Searching on "n-vector" turned up the following on the first page
http://mathworld.wolfram.com/n-Vector.html << n-Vector An n-dimensional vector, i.e., a vector (x_1, x_2, ..., x_n) with n components. >>
http://webpages.dcu.ie/~oriordae/matrix-problems.pdf << Q1: Let x be an n-vector and A a n x n matrix. ... >>
http://ptp.ipap.jp/link?PTP/49/1451/ << Critical Behavior of the Anisotropic Classical n-Vector Model ... The critical exponents of the anisotropic classical model with n components are investigated in the 1/n-expansion. >>
http://kr.cs.ait.ac.th/~radok/math/mat5/algebra12.htm << Let (y_1, ··· , y_n) (4) be the vectors of this space.

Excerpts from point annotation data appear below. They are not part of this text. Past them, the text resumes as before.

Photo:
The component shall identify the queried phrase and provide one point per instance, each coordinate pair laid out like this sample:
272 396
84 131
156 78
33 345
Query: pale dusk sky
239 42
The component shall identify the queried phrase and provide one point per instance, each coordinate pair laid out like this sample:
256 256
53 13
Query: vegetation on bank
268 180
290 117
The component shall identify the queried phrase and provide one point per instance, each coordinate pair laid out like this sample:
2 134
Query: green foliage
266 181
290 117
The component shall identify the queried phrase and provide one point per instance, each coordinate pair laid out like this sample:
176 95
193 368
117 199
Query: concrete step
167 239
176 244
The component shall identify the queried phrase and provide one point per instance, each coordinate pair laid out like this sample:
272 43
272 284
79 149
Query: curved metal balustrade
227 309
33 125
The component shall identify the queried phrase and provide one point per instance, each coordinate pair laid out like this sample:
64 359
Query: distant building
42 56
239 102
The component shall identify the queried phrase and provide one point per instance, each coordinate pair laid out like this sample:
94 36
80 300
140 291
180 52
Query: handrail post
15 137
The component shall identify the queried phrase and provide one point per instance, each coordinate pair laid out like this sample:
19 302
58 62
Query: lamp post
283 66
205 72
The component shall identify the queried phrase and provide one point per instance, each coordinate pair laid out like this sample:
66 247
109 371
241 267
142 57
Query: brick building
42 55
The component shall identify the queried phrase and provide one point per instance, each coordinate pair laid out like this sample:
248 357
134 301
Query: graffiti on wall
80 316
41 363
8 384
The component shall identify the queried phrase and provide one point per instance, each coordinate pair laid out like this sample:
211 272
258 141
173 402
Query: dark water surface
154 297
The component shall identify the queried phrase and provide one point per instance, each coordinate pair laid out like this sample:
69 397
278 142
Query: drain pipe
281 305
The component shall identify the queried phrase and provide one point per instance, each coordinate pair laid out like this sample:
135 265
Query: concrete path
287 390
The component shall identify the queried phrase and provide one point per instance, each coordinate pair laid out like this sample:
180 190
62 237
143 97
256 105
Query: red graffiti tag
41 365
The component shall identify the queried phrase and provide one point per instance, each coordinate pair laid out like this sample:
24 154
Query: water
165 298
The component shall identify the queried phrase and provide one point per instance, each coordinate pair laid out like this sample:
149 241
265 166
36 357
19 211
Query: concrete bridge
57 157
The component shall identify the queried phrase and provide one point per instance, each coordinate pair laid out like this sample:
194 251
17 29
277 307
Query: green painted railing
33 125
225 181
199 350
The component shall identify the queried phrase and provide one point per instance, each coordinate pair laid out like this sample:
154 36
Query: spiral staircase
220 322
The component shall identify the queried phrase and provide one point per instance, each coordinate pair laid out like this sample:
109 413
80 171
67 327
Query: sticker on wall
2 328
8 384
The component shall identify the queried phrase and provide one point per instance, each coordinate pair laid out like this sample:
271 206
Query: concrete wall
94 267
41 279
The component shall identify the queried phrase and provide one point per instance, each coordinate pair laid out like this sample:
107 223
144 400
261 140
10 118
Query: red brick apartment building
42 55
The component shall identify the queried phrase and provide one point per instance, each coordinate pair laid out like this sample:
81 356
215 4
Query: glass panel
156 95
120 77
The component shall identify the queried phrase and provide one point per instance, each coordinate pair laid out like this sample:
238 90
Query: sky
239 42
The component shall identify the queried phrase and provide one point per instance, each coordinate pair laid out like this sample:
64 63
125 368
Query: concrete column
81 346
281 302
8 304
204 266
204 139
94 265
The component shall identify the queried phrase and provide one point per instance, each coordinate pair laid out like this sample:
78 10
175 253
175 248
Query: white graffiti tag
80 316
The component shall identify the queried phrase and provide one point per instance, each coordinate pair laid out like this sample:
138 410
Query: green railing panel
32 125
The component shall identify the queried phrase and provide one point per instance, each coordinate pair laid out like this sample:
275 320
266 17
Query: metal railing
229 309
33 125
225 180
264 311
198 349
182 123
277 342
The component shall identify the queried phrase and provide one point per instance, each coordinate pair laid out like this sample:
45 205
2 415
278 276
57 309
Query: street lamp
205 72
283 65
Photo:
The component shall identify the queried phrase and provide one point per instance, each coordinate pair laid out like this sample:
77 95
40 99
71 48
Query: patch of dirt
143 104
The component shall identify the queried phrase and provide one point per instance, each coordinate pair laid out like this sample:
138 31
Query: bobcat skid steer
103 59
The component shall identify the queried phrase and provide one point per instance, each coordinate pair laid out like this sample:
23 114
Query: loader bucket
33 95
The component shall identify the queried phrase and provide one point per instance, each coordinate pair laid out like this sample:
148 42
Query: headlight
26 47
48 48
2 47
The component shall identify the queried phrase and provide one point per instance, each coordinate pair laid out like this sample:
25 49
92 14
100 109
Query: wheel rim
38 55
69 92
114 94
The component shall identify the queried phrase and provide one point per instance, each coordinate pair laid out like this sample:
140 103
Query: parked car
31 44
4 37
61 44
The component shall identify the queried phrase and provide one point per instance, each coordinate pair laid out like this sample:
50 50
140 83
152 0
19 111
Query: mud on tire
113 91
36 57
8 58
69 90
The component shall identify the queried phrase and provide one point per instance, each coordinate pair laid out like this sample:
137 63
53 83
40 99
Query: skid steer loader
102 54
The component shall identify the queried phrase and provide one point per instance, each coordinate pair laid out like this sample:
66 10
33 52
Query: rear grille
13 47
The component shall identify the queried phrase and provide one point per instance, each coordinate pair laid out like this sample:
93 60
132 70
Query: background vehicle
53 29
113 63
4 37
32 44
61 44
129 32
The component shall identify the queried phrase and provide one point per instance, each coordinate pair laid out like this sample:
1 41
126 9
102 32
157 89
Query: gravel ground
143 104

The vectors (y1, ··· , yn, 0) (5) form a vector space X' consisting of (n + 1)-vectors. n-vectors (4) are independent if and only if the corresponding vectors (5) are independent, ... >>
In contrast --- but in contexts which are more remote from mainstream linear algebra --- http://www.farcaster.com/papers/sm-thesis/node24.html uses "n-vector" to mean a set of n vectors.
http://ptp.ipap.jp/link?PTP/49/1451/ << Critical Behavior of the Anisotropic Classical n-Vector Model ... The critical exponents of the anisotropic classical model with n components are investigated in the 1/n-expansion. >> This and several more concern a percolation model in which matrices in O(n) --- effectively Cl(n,0,0) versors --- are associated with nodes of a lattice.
No doubt searching on "m-vector", "3-vector" would find plenty more. It's noteworthy that the Hestenes(?) "k-vector" usage is absent from these pages!